Сумму эту я собрал на своем вечере в клубе самодеятельной песни — где напару с огнегривой чужой женой читал стихи заинтригованным минским аидам. Прознав о моей изящной выходке, иные из них порывисто раскошеливались. Загадочная наша связь с замужней дамой придавала магии чтения байронический оттенок…

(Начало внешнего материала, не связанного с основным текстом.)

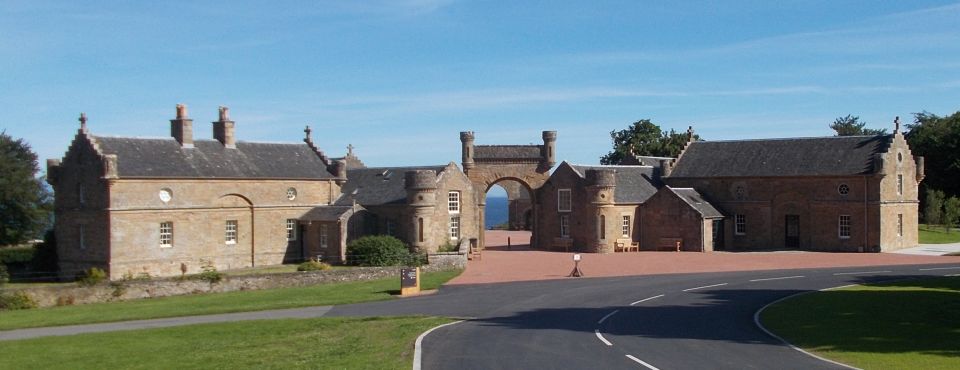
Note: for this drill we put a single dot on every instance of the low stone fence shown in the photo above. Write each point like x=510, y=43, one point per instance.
x=124, y=290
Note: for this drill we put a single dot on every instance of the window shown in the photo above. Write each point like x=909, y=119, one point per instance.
x=455, y=227
x=453, y=202
x=166, y=234
x=291, y=229
x=603, y=227
x=899, y=224
x=291, y=193
x=740, y=225
x=230, y=232
x=563, y=200
x=843, y=227
x=323, y=235
x=625, y=226
x=564, y=226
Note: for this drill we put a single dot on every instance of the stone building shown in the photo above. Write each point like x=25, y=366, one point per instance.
x=170, y=205
x=427, y=207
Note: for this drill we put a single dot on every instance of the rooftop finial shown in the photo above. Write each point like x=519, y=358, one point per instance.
x=181, y=111
x=224, y=114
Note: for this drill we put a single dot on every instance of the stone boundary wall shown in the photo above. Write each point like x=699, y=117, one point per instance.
x=118, y=290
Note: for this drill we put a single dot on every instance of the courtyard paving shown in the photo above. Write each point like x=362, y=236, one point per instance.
x=519, y=263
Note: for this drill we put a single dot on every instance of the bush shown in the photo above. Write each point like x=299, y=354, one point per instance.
x=210, y=273
x=92, y=277
x=313, y=266
x=16, y=301
x=380, y=250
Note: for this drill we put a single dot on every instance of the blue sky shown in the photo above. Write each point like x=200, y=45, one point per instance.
x=400, y=79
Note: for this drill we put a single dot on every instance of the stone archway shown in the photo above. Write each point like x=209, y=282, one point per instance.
x=486, y=165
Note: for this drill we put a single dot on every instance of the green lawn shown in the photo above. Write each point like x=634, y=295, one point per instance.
x=324, y=343
x=937, y=235
x=204, y=304
x=903, y=325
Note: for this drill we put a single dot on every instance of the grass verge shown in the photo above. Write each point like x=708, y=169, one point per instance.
x=324, y=343
x=900, y=325
x=205, y=304
x=938, y=235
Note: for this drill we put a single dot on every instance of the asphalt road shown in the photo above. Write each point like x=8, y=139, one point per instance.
x=686, y=321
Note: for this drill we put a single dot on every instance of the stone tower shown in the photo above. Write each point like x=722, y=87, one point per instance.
x=421, y=188
x=601, y=184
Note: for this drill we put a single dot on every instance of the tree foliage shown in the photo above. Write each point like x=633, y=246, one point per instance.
x=25, y=203
x=937, y=139
x=647, y=139
x=852, y=126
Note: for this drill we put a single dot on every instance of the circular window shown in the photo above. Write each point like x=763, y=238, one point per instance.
x=165, y=195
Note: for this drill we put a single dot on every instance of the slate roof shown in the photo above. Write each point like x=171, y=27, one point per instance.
x=506, y=152
x=635, y=184
x=696, y=201
x=139, y=157
x=326, y=213
x=824, y=156
x=378, y=185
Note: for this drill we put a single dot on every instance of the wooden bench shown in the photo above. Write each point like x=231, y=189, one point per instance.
x=670, y=244
x=564, y=243
x=626, y=245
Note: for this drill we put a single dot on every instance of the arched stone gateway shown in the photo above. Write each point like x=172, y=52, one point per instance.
x=529, y=165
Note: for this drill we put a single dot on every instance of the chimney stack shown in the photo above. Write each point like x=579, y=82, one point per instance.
x=181, y=128
x=223, y=129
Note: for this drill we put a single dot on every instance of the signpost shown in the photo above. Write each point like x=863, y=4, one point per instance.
x=409, y=281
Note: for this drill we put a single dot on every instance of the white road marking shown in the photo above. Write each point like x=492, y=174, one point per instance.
x=639, y=361
x=646, y=299
x=859, y=273
x=779, y=278
x=939, y=268
x=602, y=339
x=418, y=345
x=704, y=287
x=607, y=317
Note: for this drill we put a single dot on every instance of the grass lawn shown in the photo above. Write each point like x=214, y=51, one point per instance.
x=937, y=235
x=325, y=343
x=901, y=325
x=204, y=304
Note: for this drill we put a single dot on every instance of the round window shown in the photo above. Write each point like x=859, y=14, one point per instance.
x=165, y=195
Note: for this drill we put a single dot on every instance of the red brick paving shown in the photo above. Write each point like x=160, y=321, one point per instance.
x=522, y=264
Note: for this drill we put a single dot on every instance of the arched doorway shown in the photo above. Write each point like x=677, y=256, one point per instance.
x=527, y=165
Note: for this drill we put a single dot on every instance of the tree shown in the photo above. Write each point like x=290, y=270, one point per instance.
x=933, y=210
x=937, y=139
x=25, y=202
x=951, y=212
x=851, y=126
x=645, y=138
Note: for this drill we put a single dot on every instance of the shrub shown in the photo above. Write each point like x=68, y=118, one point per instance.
x=312, y=265
x=210, y=273
x=380, y=250
x=92, y=277
x=16, y=301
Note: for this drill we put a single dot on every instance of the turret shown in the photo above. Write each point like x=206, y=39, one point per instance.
x=181, y=128
x=223, y=129
x=466, y=139
x=549, y=151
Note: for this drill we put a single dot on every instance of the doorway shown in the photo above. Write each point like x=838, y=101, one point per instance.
x=792, y=231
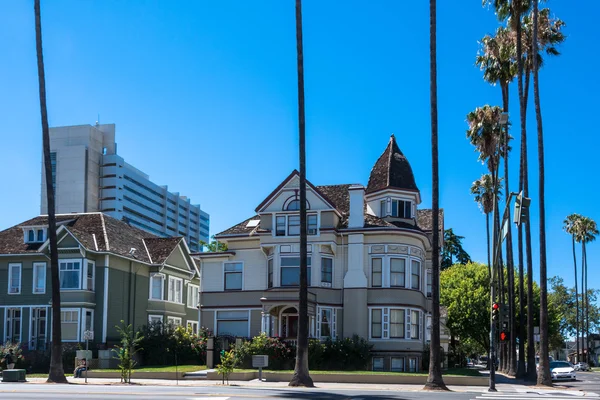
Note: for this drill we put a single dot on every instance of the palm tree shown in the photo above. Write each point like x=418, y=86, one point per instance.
x=56, y=374
x=571, y=226
x=453, y=248
x=301, y=375
x=483, y=190
x=434, y=380
x=588, y=231
x=497, y=61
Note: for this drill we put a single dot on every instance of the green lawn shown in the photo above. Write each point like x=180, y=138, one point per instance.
x=449, y=372
x=170, y=368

«Ты герой!» — тараторил курчавый Горелик, носившийся со своим машиностроительным дипломом. Я и без него знал, что у меня абсолютный слух. Еще трех лет отроду, в киевском аэропорту, принимаемый на руки старшей сестрой отца и ее супругом, я радостно перевирал текст известного реквиема: «Тетя Мирра, дядя Боря, встаньте! Слушайте: гремит со всех сторон…» Судьбы нации заботили меня уже тогда.

С Миррой Юзефовной у отца не сложилось. Верней, пока та жила в Киеве, а мы — в Минске, встречаясь лишь в период отпусков на русановской даче, родство пестовалось к обоюдному умилению. Тетка моя, педиатр, по утрам обегала участок и, полагаю, как большинство, не чуралась подношений. «Ну, Ггишенька, как тебе нгавится наша новая квагтигка?» — щурилась она. Разумеется, карикатурная картавость отнюдь не поощрялась потомками тех, кто когда-то пробовал засудить горемыку Бейлиса. Но отцу и того хуже: сиди себе на бастардовых бобах да еще и скрипи от палочной дисциплины! Чего там скромничать: именно папа платил по счетам за все их родовое гнездо.

Муж Мирры, мешковатый Боря Фуксман, начальник обувного цеха, на крылечке сетовал: «Скучная вся жизнь, Аркадий…» — и вручал мне крепенькие бутсы, в которых я, бесстрастный к футболу, мало нуждался. Спортсмен отец хорохорился: «Жизнь? Я считаю, — топорщил беличьи хвостики бровей, — что жизнь, напротив, очень интересная!» К очередному нашему заезду в доме их обнаруживалась уйма поломок, и папа обстукивал полки шифоньеров — словно коленные чашечки невротиков. Хотя и принес он не клятву Гиппократа, а самую заурядную офицерскую присягу…

Иногда я думаю: не будь в стране евреев-полководцев, ширококостных ветеранов, бросавшихся на амбразуры, — Сталин бы стократ фурорней закрутил финал задуманного миракля. Он превозносил создателя «Ромео и Джульетты», на форзаце без мягкого знака нацарапал: «Вот это любов!» — и, верно, знал, что монологам Шейлока предшествовал навет графа Эссекса, чаявшего расположить к себе одряхлевшую Елизавету лжеобвинением лейб-медика Лопеса в крючконосом покушении… Кремлевскому горцу пришлось ледорубом тюкнуть зачинателя Красной Армии, перебить многих маршалов и поэтов (не менее стойких воинов по природе), дабы уж под занавес взяться за эскулапов…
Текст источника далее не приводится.